Była presja, żeby szybko wypuścić taśmy? A może obawa, że PiS może chcieć zablokować publikację?
- Jedyna presja, na jaką jesteśmy czuli, to presja zasad rzetelności zawodowej.

Czy Gazeta Wyborcza nie jest dziś zbyt mocno politycznie zaangażowana, co widać także w tekście o nagraniach? Jest w Polsce zapotrzebowanie na media tożsamościowe? Takie, które toczą wojnę z władzą?
- My nie toczymy wojny z władzą, my toczymy walkę o demokrację. To są zupełnie różne rzeczy. PiS nie jest normalną, konserwatywną partią, która respektuje zasady demokratyczne, szanuje Konstytucję. Nie jest partią demokratyczną. Upominamy się o przestrzeganie elementarnych zasad i standardów w życiu publicznym. Taśmy pokazują, że oni te standardy naruszają. Reakcja PiS-u na nagrania jest bardzo nerwowa i dosyć nieskoordynowana.

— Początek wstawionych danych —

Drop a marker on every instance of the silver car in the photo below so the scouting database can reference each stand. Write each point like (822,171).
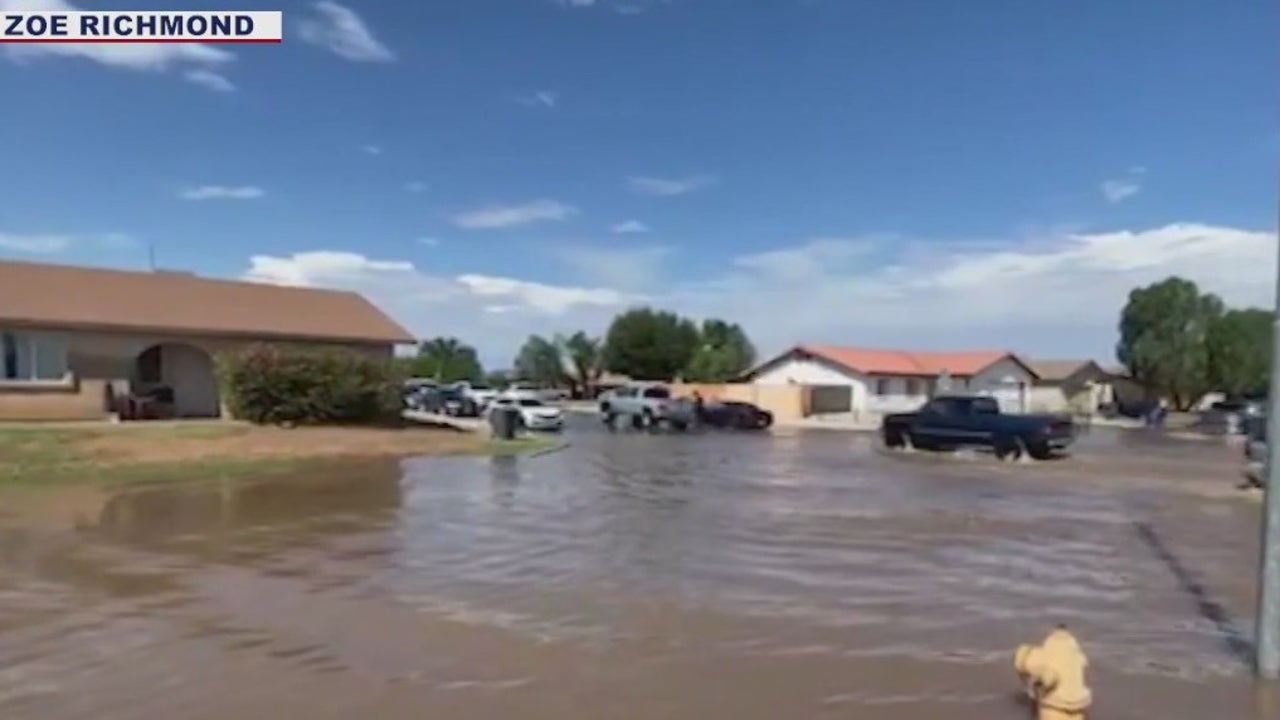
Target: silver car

To pokazuje, że trafiliśmy w jądro ciemności. Dotknęliśmy czegoś ważnego. To jest dla nich bardzo bolesne, bo pokazuje ich prawdziwe oblicze.

Waszym zadaniem jest rozbić to jądro? Pokazać wszystko, co się da, i odsunąć PiS od władzy?
- Chcemy obnażyć jej praktyki. Tak, żeby demokratyczne społeczeństwo miało pełną wiedzą o obecnej władzy idąc do urn. O nic więcej nie chodzi. To ludzie mają zdecydować. My władzy nie obalimy. Obali ją tylko kartka wyborcza.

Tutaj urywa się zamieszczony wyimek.